Pet Shop Boys have a new album out and it’s great. The cover feels very Gilbert and George (as well as…Colin Robertson?), and the video for the single Dancing Star (about Rudolf Nureyev) reminds me of the work of Eadweard Muybridge that visualised motion, with the broken down images of Nureyev’s beautiful, fluid dancing.
I love to listen to PSB. It reminds me of an age when we danced joyfully around the Hodern Pavillion in the late 80s and early 90s. I remember walking in to the sweaty hall on a wave of euphoria, as Left to my own Devices played, and every time I hear it now I can recall how cool the lyrics were to my young teenage brain. Debussy and Che Guevara to a disco beat, is still in my mind, one of the best lyrics of any pop song.

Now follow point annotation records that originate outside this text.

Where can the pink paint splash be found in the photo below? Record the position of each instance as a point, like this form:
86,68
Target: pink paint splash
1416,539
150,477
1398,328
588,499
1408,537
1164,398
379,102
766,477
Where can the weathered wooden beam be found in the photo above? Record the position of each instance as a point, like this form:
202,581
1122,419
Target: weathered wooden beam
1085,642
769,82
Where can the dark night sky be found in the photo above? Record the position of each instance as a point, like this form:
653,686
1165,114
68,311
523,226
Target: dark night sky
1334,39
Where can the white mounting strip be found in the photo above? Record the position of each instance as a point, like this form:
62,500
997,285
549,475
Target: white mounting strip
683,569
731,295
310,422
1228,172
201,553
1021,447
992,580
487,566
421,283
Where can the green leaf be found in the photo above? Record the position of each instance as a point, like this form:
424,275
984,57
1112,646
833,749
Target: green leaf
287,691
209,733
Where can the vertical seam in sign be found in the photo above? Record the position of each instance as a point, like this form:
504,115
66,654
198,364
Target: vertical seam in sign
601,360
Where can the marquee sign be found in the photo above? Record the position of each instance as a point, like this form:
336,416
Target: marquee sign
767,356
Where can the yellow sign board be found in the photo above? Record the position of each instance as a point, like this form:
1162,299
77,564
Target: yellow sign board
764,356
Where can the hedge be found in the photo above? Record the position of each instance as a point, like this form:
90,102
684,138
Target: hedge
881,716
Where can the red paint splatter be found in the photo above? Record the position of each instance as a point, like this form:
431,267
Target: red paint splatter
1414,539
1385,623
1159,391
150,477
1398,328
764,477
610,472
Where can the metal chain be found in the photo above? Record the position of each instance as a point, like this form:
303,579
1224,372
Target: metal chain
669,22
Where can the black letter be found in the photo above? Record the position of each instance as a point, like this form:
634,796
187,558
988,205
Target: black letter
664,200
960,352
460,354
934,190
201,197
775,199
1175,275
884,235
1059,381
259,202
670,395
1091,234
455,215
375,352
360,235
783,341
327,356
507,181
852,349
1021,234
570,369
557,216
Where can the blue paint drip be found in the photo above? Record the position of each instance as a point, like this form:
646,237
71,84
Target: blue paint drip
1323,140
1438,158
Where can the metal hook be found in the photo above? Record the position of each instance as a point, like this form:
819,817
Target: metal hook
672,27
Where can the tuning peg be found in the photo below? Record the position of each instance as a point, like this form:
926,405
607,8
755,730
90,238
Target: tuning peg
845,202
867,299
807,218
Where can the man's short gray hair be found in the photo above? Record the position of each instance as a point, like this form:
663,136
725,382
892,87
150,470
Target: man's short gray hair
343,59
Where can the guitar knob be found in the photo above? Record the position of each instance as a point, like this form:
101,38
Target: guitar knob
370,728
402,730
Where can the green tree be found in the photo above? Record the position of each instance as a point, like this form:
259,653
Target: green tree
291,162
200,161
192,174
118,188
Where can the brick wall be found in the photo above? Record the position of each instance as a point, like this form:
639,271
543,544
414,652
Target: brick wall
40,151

I read an article in the past few years about them, and they told the interviewer how they were going to a day club (in Berlin?) late on Sunday afternoons. They arrived all fresh and well rested from a nice weekend in, while everyone else is wrecked from clubbing all weekend. They get a bottle of prosecco and sit up on the balcony and watch everyone fucked up from the night before, dancing below them. Cheers to that!
This visualisation shows their complete discography right up until their most recent release. All data was sourced from Wikipedia. This again was a bit of a rush - 90% of the time was compiling the data, and most of the day I was at my kid’s school helping organise costumes for the upcoming musical. No day clubbing for me either. Just some desk dancing to Disco later in the afternoon.
(Did you know that they also did a soundtrack for Battleship Potemkin, which you can enjoy at your own leisure) https://youtu.be/n_tmE3baRF8?si=W9M90pjrd1lwpZAU
PDF attached so you can zoom right in and see all the details.
This newsletter was created on Gadigal Land. Just up the river from where I live, pictures and marks were made on rocks to share stories about the world with others, and they were put there tens of thousands of years ago. I want to acknowledge that this tradition of story telling and using images to communicate and pass on information is nothing new - and the Custodians of this unceded land were here, and doing it first.